Michael Jackson Notebook

The news cycle of a dead celebrity is a curious thing.

Hollywood

The news cycle of a dead celebrity is a curious thing. One minute I am calmly watching Kelvin Mackenzie laying into Julia Goldsworthy about a rocking chair on Question Time, the next minute Michael Jackson is dead and I’m on a plane to LA. Los Angeles is a terrible place for a celebrity to die. It is an 11-hour flight and an eight-hour time difference, which naturally runs the risk of the celebrity being too dead by the time you land. Locked in airspace — in ignorance — you never really know how a story is playing out on the ground.

12 hours later

We arrive to find the OMG! (ohmygod) text-speak of shock already gone, but the fans are out in full force. We head to Hollywood Boulevard where they cluster around his star on the walk of fame. They are a happy bunch, actually; his music is everywhere and his sudden death has liberated people to embrace the 1980s with a benevolent buzz of nostalgia.
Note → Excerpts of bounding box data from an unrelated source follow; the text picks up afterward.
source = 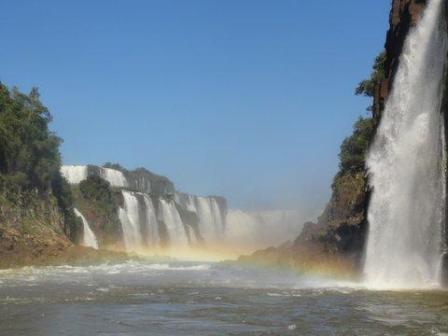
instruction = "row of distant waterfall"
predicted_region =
[61,166,301,251]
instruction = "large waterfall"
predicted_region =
[364,0,447,288]
[159,199,189,247]
[118,191,142,251]
[73,208,98,250]
[61,165,87,184]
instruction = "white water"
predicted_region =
[196,197,222,243]
[61,165,87,184]
[159,199,189,247]
[118,190,142,251]
[73,208,98,250]
[210,198,224,238]
[101,167,128,188]
[364,0,447,288]
[143,194,160,247]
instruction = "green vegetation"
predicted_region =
[72,175,122,245]
[333,52,386,185]
[339,117,375,172]
[0,83,80,239]
[355,51,386,97]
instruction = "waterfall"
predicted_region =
[118,190,142,251]
[196,197,218,243]
[210,198,224,238]
[73,208,98,250]
[61,166,87,184]
[100,167,128,188]
[364,0,447,288]
[143,194,160,247]
[159,199,188,247]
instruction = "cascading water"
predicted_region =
[100,167,128,188]
[61,166,87,184]
[210,198,224,238]
[118,190,142,251]
[196,197,222,243]
[73,208,98,250]
[364,0,447,288]
[159,199,188,247]
[143,194,160,247]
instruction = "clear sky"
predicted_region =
[0,0,390,214]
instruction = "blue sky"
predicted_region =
[0,0,390,210]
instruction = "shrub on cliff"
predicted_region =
[339,117,375,173]
[355,51,386,97]
[0,83,79,237]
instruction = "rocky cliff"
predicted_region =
[243,0,428,273]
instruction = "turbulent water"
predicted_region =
[365,0,447,288]
[159,200,188,248]
[118,191,143,251]
[74,208,98,249]
[0,262,448,336]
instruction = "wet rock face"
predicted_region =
[373,0,427,122]
[295,0,426,267]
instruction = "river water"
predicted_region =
[0,262,448,336]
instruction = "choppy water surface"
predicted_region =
[0,262,448,336]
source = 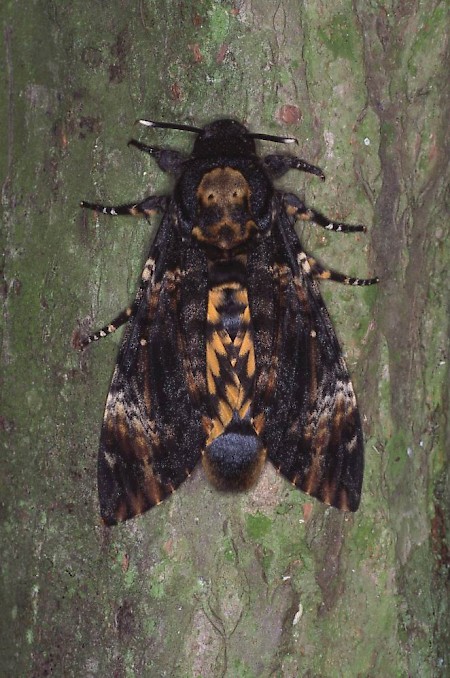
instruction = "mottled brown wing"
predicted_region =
[98,223,207,525]
[250,213,364,511]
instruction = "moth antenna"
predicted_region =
[136,120,203,134]
[245,132,298,146]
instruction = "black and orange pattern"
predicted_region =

Overnight, white ankle socks and hush puppies will become de rigueur. The breakdancers on the strip are now moonwalkers, the T-shirts (RIP Michael — 1958-2009) are hot off the press and hawked on the streets as we pass, and people queue up to receive therapy by voxpop. They tell me how they grew up with Jackson, went through puberty with Jackson, broke up to Jackson, got married to Jackson — in essence he is part of who they are. Tonight, for 24 hours only, no one will mention court cases, his delight in the company of young boys and monkeys, or even his nose.

At the satellite truck next door to ours sits Marti, an ABC anchorwoman and long-term resident of LA. Is the atmosphere tonight so very different, I ask her.